Tradycyjne tygodniowe wyjazdy, to już przeszłość. Coraz częściej wybieramy wyjazdy weekendowe, a nawet jednodniowe, podczas których towarzyszy nam znaczne grono rodziny i przyjaciół. Decydowanie się na weekendowe wyjazdy pozwala nam zaoszczędzić na noclegach, możemy się szybko zregenerować, a dodatkowo mamy możliwość odwiedzenia większej liczby miejsc.
Dodatkowo turyści nie jeżdżą już „w ciemno”. Coraz ważniejszym elementem naszej podróży jest jej dokładne zaplanowanie. Myślimy już nie tylko kierunkiem i terminem, ale układamy cały harmonogram, spisując miejsca, które chcemy odwiedzić i aktywności, których będziemy próbować.

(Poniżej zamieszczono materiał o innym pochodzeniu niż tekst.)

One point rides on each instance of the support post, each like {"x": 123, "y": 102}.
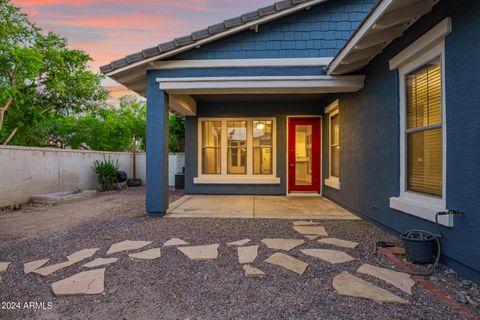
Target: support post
{"x": 157, "y": 149}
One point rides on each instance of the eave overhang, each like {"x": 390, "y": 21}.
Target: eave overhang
{"x": 386, "y": 22}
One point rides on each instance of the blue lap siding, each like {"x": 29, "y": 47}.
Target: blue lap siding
{"x": 369, "y": 135}
{"x": 318, "y": 32}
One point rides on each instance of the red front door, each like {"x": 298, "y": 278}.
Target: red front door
{"x": 304, "y": 154}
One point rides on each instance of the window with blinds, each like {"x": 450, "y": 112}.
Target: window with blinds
{"x": 424, "y": 141}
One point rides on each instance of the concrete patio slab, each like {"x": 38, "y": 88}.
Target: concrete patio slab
{"x": 175, "y": 242}
{"x": 401, "y": 280}
{"x": 306, "y": 223}
{"x": 287, "y": 262}
{"x": 127, "y": 245}
{"x": 259, "y": 207}
{"x": 332, "y": 256}
{"x": 247, "y": 254}
{"x": 86, "y": 282}
{"x": 100, "y": 262}
{"x": 282, "y": 244}
{"x": 347, "y": 284}
{"x": 33, "y": 265}
{"x": 317, "y": 208}
{"x": 339, "y": 242}
{"x": 239, "y": 242}
{"x": 4, "y": 266}
{"x": 311, "y": 230}
{"x": 150, "y": 254}
{"x": 206, "y": 252}
{"x": 252, "y": 271}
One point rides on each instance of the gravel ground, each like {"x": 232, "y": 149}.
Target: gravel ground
{"x": 36, "y": 220}
{"x": 173, "y": 287}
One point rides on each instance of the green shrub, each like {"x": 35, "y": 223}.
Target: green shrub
{"x": 106, "y": 171}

Podróżni zwracają uwagę na środowisko
Grzegorz Mikielewicz podkreślił, że zwłaszcza milenialsi i pokolenie Z zwracają uwagę na środowisko. Podczas planowania swoich wyjazdów coraz częściej rezygnują z samolotów na rzecz np. pociągów, które są znacznie mniej szkodliwe dla środowiska.
To jednak nie koniec, ponieważ młodzi turyści mają również inne wymagania co do kierunków wyjazdów. „Są skłonni podróżować nieutartymi ścieżkami, aby wspierać gospodarkę mniej zamożnych regionów, niż wybierać typowo turystyczne kierunki, jak np. europejskie stolice” – podkreślił Mikielewicz.
Dodatkowo coraz częściej potrzebne nam podczas podróży rzeczy kupujemy na miejscu, zamiast zabrać je ze sobą. Dzięki temu wspieramy lokalną gospodarkę. Na ten trend odpowiadają również hotele, które nierzadko posiadają na wyposażeniu np. sprzęt sportowy, który mógłby być kłopotliwy w transporcie.
„Cyfrowi nomadzi” rosną w siłę
Jak zauważa prezes Getaway gruntowną zmianę w 2023 roku przejdą również wyjazdy służbowe. Nie będą one zarezerwowane już wyłącznie dla wyższej kadry. Zamiast tego będą stanowiły sposób na integrację zespołów, które na co dzień pracują w trybie zdalnym.
Coraz popularniejszym sposobem na zwiedzanie świata ma być również tzw. workation, czyli wakacje połączone z pracą zdalną. W takim systemie można wykonywać swoje obowiązki, a po ich zakończeniu cieszyć się urokami miejsca, w którym aktualnie mieszkamy. Grupa takich podróżników często bywa nazywana „cyfrowymi nomadami”. Kolejne kraje chętnie dostosowują swoje przepisy prawne, aby przyciągnąć ich zainteresowanie. Na takie kroki zdecydowały się już m.in. Gruzja, Chorwacja, Islandia czy Niemcy.